We all know that we need to save as much biodiversity as possible because we do not know what a species might be capable of doing. The rare species of tree on which I have done research has turned out to show great promise of producing a pharmaceutical product—a corporation is investigating this possibility.

And it is not just species diversity. It is the diversity of genetic lineages within species. Take the example of Penicillium mold.

We have all heard the story of how Alexander Fleming discovered penicillin. He was trying to find a way to kill pathogenic bacteria. When he came back from vacation (I hope I am getting this right), he found some green Penicillium mold growing in some bacterial plates he had neglected to sterilize. He saw the clear zone around the mold, in which a chemical produced by the mold had killed the bacteria. And, as far as most of us might have known, this was the triumphant discovery of penicillin, which was quickly ramped up to industrial scale production.

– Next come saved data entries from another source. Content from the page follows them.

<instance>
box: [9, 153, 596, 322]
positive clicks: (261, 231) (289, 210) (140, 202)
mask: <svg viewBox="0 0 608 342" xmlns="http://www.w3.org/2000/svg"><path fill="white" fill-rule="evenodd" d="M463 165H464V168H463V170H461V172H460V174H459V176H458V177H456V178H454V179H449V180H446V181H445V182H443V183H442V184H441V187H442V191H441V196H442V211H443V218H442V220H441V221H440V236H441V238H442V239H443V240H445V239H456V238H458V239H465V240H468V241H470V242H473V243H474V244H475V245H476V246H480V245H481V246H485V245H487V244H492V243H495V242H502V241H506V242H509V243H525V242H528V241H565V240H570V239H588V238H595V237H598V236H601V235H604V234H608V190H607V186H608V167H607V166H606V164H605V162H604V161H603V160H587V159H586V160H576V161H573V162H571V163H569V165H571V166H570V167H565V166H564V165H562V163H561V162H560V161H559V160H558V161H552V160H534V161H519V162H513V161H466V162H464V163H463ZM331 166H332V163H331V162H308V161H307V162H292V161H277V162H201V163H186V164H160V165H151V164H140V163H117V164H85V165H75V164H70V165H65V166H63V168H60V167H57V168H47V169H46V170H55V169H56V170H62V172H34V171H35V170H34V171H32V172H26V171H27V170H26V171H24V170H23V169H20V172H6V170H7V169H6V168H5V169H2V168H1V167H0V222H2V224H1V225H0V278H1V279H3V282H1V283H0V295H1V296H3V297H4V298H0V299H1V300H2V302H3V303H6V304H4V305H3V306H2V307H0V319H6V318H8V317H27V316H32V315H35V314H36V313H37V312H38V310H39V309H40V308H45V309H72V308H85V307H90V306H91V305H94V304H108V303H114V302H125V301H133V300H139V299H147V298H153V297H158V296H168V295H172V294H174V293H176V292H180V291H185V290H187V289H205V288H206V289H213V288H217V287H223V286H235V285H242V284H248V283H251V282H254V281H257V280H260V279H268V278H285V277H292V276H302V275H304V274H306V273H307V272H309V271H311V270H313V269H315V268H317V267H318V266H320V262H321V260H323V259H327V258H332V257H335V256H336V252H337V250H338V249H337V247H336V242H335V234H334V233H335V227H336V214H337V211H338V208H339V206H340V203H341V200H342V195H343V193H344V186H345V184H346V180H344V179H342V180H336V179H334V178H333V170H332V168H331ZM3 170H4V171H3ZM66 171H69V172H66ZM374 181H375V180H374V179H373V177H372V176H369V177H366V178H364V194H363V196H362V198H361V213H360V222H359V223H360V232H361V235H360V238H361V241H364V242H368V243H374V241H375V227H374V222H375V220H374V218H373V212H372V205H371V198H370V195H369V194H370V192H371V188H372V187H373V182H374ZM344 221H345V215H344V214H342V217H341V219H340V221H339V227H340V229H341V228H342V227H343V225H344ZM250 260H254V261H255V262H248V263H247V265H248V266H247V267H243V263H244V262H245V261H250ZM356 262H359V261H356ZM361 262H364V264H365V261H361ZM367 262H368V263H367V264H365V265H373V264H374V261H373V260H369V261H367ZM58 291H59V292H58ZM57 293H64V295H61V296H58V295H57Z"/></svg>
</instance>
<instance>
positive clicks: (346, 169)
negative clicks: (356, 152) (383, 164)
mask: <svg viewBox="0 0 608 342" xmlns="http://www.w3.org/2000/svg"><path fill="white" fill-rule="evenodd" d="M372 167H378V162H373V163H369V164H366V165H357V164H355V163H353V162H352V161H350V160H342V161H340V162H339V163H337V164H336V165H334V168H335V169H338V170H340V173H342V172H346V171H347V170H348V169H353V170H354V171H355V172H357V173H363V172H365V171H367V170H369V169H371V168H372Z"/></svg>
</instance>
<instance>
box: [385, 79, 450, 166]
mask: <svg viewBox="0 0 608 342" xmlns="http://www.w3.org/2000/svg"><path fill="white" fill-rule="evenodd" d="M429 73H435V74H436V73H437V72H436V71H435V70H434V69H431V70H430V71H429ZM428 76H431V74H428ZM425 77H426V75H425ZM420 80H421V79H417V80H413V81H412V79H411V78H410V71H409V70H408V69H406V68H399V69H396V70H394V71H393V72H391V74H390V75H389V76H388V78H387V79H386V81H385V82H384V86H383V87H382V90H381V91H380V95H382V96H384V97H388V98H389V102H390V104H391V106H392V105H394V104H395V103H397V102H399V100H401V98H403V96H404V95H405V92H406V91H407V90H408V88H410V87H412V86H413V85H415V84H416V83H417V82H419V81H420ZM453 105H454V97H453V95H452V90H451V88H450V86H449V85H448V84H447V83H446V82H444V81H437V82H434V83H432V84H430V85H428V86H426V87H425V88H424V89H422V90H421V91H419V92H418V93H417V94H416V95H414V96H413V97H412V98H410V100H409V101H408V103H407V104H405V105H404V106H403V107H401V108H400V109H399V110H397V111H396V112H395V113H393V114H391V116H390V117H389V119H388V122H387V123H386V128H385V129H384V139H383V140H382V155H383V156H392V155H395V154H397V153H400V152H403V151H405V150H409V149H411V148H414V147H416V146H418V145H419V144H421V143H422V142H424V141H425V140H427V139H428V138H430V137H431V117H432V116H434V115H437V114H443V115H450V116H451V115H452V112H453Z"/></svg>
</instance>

But actually Fleming’s work was mostly a failure. Many strains of Penicillium failed to produce penicillin, and none of them produced enough to allow industrial-scale production of the world’s first antibiotic. In 1940, Howard Florey and Ernst Chain tried again. They decided to sample lots of strains of Penicillium, in the hopes of finding one that produced lots of penicillin. They worked in Peoria, and asked for people to bring in specimens of the famous green mold. Most of them were fairly worthless. But someone in Peoria brought in a cantaloupe that just happened to have a potent strain of Penicillium. That is where the industrial production of penicillin got started.

It is obvious that, were Penicillium to have become extinct, we would never have found penicillin, and perhaps it would have been a long time before anyone would have thought to look for other antibiotics such as streptomycin. Certainly nobody would have deliberately looked in the soil of Easter Island (Rapa Nui) for microbes that produce (?) rapamycin. But apparently it was also important that this particular strain of Penicillium not become extinct. Just saving a random specimen of Penicillium was not enough.

Saving biodiversity is more than just saving species. It is saving genetic strains within species and saving all the microbes that grow on plants and animals.